Lioness: Hidden Treasure

Universal Republic
Rolling Stone: star rating
5 3.5
Community: star rating
December 6, 2011

This is a sad record. A grab bag of outtakes, unreleased tracks, demos, covers and song sketches, these recordings feel like a gut punch. They remind you, first and foremost, of that voice – one of pop music's most instantly recognizable vocal imprints, a sound that leapt out of your speakers and seized you by the ears. Here, as always, Winehouse's singing is both raggedy and dramatic, winking and insouciant, full of high drama and a breezy sense of play – sometimes all those things at the same time.

Listen to the deliciously easeful crooning in "Our Day Will Come," a reggae-fied reworking of a doo-wop chestnut, recorded in 2002. Or listen to "Half Time," also from 2002, a sultry ode to the pleasure of sultry music – "When the beat kicks in/Everything falls into place" – with Winehouse conjuring a Sunday-noontime-light-slanting-through-the-blinds vibe over a luscious 1970s jazz-soul groove. Then there’s "Between the Cheats," from Winehouse's aborted attempts at recording a third album with producer Salaam Remi in 2008. An old-fashioned 6/8 R&B ballad, it perfectly distills Winehouse's marriage of classic soul style and goth-barfly smuttiness.
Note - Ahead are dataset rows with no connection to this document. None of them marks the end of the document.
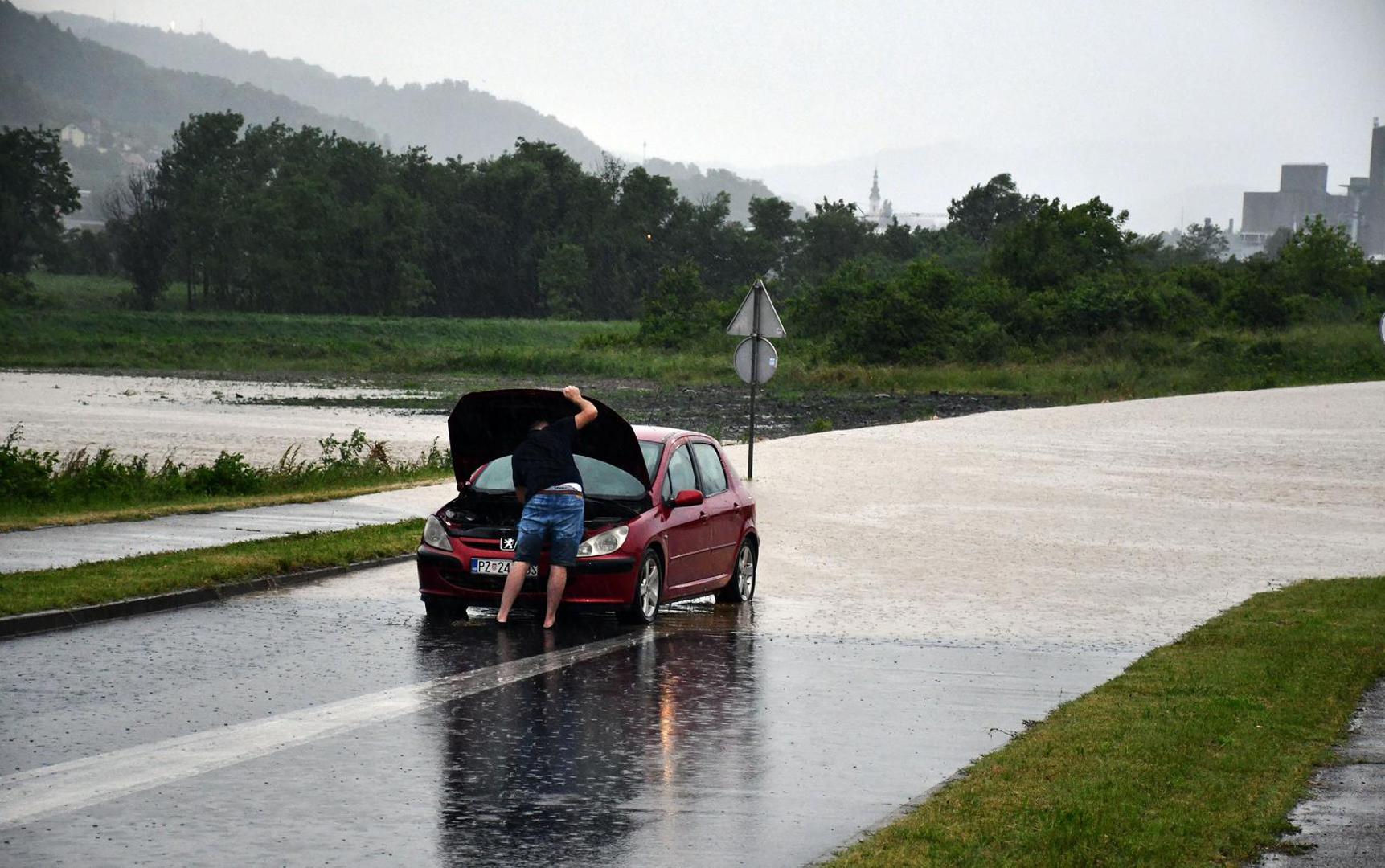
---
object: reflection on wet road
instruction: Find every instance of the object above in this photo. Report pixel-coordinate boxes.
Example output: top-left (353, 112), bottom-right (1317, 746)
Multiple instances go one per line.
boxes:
top-left (0, 565), bottom-right (1129, 866)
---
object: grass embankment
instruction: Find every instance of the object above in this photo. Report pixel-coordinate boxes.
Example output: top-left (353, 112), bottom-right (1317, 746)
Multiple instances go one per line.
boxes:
top-left (0, 425), bottom-right (452, 531)
top-left (10, 276), bottom-right (1385, 403)
top-left (0, 519), bottom-right (423, 615)
top-left (831, 577), bottom-right (1385, 866)
top-left (0, 473), bottom-right (440, 533)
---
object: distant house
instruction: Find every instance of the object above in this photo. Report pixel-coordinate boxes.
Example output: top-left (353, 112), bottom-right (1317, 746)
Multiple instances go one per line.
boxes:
top-left (59, 123), bottom-right (86, 148)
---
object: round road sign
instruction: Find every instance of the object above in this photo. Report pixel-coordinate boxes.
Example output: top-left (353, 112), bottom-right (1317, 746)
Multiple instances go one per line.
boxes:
top-left (736, 338), bottom-right (778, 383)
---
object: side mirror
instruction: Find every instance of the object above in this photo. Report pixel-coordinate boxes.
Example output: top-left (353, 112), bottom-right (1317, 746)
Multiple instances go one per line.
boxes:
top-left (672, 489), bottom-right (703, 510)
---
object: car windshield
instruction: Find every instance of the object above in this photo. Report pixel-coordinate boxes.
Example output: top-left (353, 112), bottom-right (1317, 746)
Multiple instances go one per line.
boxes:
top-left (473, 440), bottom-right (662, 500)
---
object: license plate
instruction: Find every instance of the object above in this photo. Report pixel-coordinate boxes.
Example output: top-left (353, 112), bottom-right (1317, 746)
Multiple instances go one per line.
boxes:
top-left (471, 558), bottom-right (539, 579)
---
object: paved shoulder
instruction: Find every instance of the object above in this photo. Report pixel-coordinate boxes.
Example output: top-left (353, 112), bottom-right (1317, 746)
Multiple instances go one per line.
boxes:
top-left (0, 481), bottom-right (456, 573)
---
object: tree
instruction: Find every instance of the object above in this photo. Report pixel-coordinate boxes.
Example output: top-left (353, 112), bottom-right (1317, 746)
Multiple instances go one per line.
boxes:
top-left (1276, 215), bottom-right (1368, 313)
top-left (990, 198), bottom-right (1137, 292)
top-left (748, 197), bottom-right (797, 276)
top-left (539, 244), bottom-right (592, 320)
top-left (0, 126), bottom-right (82, 274)
top-left (105, 167), bottom-right (173, 310)
top-left (638, 260), bottom-right (722, 347)
top-left (158, 113), bottom-right (248, 309)
top-left (1178, 223), bottom-right (1231, 262)
top-left (948, 173), bottom-right (1044, 244)
top-left (795, 198), bottom-right (874, 278)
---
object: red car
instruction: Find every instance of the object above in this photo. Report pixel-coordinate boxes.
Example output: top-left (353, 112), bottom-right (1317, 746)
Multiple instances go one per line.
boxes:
top-left (418, 389), bottom-right (759, 624)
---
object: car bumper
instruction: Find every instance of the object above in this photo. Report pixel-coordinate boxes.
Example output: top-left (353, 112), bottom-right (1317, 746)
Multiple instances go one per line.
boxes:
top-left (418, 542), bottom-right (636, 606)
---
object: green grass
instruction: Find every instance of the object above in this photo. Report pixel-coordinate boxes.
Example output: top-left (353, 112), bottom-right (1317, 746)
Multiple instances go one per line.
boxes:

Sadder still, what's not here. Winehouse was a talent in formation. Her debut album, the jazzy retro-soul Frank (2003), was promising but flawed: her appealing mix of London homegirl brassiness and classic-pop chops was undermined by her overly mannered singing and an unsure songwriting touch. On Back to Black (2006), she turned from sass to melodrama – with help from producer Mark Ronson and a pile of old Shangri-Las 45s – and recorded wrenchingly beautiful (and funny, and potty-mouthed) songs about love and addiction. But she was still finding her feet as a singer and a songwriter when she died. On Lioness, there are charming reminders of what was: the stirringly stately "Will You Still Love Me Tomorrow" cover, an alternate version of "Tears Dry." But it's hard not to believe that Winehouse died with her best work in front of her. We'll never hear those records, and the silence is deafening.